I swap around some stufff and run my own model:
Code:
eading metadata...
ℹ Computing block lengths for 1150639 SNPs...
ℹ Computing 57 f4-statistics for block 713 out of 713...
ℹ "allsnps = TRUE" uses different SNPs for each f4-statistic
Number of SNPs used for each f4-statistic:
.
.
.
ℹ Computing admixture weights...
ℹ Computing standard errors...
ℹ Computing number of admixture waves...
warning: solve(): system is singular (rcond: 2.0141e-17); attempting approx solution
> results$weights
# A tibble: 3 × 5
target left weight se z
<chr> <chr> <dbl> <dbl> <dbl>
1 dosas Spain_Hellenistic_Emporion 0.390 0.0636 6.12
2 dosas Armenia_LBA.SG 0.527 0.0739 7.13
3 dosas AV2 0.0836 0.0467 1.79
> results$popdrop
# A tibble: 7 × 14
pat wt dof chisq p f4rank Spain_Hellen…¹ Armen…² AV2 feasi…³ best dofdiff
<chr> <dbl> <dbl> <dbl> <dbl> <dbl> <dbl> <dbl> <dbl> <lgl> <lgl> <dbl>
1 000 0 17 27.3 5.39e- 2 2 0.390 0.527 0.0836 TRUE NA NA
39% Empuries2 + 52.7% Armenia_LBA + 8.36% Slav AV2. Tail is 5.39% and s.e. almost at 5%.

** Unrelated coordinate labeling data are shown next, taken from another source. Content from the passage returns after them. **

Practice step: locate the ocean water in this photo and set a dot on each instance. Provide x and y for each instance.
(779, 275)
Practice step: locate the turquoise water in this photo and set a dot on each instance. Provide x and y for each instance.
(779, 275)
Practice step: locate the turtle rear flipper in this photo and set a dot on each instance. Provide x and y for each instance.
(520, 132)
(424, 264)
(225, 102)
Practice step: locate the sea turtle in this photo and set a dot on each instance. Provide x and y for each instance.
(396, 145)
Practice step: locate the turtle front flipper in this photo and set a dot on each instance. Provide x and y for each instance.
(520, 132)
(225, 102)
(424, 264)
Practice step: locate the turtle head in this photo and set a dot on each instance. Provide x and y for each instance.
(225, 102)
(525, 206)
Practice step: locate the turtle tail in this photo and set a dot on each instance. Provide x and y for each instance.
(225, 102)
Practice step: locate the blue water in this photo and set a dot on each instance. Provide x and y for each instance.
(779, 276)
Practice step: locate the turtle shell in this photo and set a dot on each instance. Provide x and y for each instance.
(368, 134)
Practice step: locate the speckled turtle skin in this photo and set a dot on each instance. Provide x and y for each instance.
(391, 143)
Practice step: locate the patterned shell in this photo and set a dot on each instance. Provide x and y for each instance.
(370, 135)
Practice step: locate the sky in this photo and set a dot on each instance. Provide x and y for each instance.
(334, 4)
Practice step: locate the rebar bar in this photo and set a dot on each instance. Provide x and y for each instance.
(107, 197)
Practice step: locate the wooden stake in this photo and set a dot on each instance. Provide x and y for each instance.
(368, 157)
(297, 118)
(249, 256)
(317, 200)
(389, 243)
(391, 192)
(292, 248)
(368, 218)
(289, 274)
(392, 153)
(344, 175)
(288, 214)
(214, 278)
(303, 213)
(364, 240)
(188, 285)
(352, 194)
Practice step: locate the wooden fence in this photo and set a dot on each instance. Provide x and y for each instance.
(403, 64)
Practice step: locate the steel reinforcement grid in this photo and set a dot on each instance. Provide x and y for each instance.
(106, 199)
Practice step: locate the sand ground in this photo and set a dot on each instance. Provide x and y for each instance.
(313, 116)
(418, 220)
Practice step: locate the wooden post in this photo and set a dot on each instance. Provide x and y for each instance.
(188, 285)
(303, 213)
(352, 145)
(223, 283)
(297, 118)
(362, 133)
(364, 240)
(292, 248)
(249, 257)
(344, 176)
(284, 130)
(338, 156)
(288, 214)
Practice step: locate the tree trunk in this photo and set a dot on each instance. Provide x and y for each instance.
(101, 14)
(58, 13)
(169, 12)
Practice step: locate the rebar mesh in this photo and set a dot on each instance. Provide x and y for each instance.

Before someone mentions the obvious, that this is a 3way model, nowhere on illustrative dna I get a result that is even remotely close to the above.
TLDR:
Those who put their blind faith on their g25 results they should keep in mind that those do not correspond necessarily to proper fstats modelling.